After that, we had an after-party in the Rationaltheater in Münchner Freiheit, which is owned by a friend of HP's and is a cool place. I wish we had had the run of the place to ourselves, because I kept having to make sure that someone was watching after my belongings while I went to dance/talk to other people, etc, since there were a couple of random people coming in. But anyway, it was still great fun, and one of our number provided us with excellent music. I imagine that a group of dirndl- and lederhosen-clad American youths jumping up and down and yelling out the chorus of "SWEET HOME ALABAMAAAA, WHERE THE SKIES ARE SO BLUE, SWEET HOME ALABAMA, I'M COMING HOME TO YOU" must look pretty funny. The Rationaltheater was a good scene, though, and a good choice by the program. Took a while for the party to warm up but I think everyone had a good time, and some of us had to say our goodbyes, due to leaving over the weekend or on Monday.
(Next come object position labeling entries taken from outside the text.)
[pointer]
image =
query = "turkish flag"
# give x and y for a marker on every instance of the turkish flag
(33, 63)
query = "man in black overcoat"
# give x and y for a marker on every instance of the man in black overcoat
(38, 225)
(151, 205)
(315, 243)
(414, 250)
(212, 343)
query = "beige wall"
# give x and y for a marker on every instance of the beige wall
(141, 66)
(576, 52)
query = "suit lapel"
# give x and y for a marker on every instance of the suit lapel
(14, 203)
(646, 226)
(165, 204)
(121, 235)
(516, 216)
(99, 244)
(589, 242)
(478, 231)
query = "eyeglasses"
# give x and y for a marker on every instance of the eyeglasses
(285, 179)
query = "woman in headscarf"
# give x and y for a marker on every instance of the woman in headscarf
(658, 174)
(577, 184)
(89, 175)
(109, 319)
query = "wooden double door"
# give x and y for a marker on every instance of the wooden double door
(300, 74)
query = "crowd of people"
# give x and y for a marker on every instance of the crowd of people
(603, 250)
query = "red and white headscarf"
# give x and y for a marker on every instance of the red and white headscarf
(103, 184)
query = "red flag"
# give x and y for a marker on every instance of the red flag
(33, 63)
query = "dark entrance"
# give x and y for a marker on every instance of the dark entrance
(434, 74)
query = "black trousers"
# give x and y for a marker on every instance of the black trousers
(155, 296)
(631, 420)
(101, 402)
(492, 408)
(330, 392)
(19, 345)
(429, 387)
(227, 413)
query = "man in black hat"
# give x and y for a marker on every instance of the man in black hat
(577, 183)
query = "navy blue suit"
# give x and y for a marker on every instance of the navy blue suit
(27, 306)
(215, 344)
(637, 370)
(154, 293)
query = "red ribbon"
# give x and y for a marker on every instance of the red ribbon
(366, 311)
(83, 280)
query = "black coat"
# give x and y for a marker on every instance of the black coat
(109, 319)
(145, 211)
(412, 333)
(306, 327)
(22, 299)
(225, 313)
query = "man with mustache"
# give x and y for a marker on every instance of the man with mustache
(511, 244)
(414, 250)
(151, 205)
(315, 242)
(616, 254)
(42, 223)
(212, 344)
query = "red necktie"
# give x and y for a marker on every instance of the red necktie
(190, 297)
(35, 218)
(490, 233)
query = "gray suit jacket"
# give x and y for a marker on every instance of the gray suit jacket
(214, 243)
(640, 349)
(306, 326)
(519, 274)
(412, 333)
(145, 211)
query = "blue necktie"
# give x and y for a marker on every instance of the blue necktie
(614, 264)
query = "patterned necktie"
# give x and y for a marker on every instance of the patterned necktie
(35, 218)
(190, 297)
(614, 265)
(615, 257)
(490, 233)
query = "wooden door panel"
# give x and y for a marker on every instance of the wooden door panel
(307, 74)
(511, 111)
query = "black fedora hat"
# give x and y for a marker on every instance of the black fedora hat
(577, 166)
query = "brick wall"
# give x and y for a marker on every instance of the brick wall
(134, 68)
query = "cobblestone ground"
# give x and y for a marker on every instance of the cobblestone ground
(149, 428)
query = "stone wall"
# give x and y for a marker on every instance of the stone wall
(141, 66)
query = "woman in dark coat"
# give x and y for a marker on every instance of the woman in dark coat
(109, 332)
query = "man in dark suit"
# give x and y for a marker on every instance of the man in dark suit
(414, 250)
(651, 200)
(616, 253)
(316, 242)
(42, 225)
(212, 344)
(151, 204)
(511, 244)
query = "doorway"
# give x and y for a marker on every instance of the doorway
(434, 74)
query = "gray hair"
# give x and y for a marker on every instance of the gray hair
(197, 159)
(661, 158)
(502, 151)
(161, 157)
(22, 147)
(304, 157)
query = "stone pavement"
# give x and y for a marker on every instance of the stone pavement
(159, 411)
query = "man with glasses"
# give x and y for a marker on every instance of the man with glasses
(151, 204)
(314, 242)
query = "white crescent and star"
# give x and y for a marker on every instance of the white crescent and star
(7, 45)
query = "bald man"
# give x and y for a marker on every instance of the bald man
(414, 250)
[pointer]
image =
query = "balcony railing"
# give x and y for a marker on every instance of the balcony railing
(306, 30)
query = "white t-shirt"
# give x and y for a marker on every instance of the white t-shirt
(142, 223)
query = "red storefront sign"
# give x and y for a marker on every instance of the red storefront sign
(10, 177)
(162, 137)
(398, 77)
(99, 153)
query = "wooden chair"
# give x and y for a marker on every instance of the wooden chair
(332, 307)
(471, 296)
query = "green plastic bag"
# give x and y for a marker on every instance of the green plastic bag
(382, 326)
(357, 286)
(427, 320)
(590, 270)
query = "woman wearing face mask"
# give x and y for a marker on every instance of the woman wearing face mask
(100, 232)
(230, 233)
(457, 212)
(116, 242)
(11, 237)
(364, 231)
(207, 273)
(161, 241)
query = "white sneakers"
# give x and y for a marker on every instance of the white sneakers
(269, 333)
As I looked out over the group from my comfty chair, I was torn by several conflicting emotions. How odd that we had all come together for this singular purpose and were now being scattered to the four winds again, what did it all mean? Having to say goodbye--an old hat of which I am quite weary. But sometimes things aren't as meaningful without the knowledge that there is an end. . . . Again, I thought about Russell in Almost Famous: "This is the circus, everyone's trying not to go home. No one wants to say goodbye." And I don't mean to diminish the value of this experience by comparing it to a circus or the drugs-and-alcohol fueled rock-and-roll scene, but what I suppose is meant by "circus" is the strangeness of our collective purpose, how inorganic for a bunch of American students from all corners of the country to be gathered in this one time and place in Europe for this one purpose. I was a bit sad.

On the other hand, when I went to dance, I was just smiling ear-to-ear, looking at my comrades and shouting to each other with the chorus: "DON'T NEED MONEY, DON'T TAKE FAME, DON'T NEED NO CREDIT CARD TO RIDE THIS TRAIN!" Standing there dancing, being twirled by several of my guy friends, looking at each other and grinning like mad fools we are in our youth--I was just so happy I had met these people at all, happy to be young, alive, and well, full of energy, discovering the world, having our hearts broken and our ideas changed but forging ahead regardless, to have had these amazing experiences, bizarre and weird as it is, that I had begun to discover myself --oh so happily caught in the smoky, dizzy, and heady fury of the Jugendstil.
Photos: (1) View of Altes Rathaus and Theaterinstrasse from Cafe Glockenspiel as night falls (2), Pole vaulting at the Street Fair on Leopoldstrasse (3), The sun shines over the graves in Nordfriedhof (4), The winds of change are ushering me homeward (5), The boundless sky over Nordfriedhof.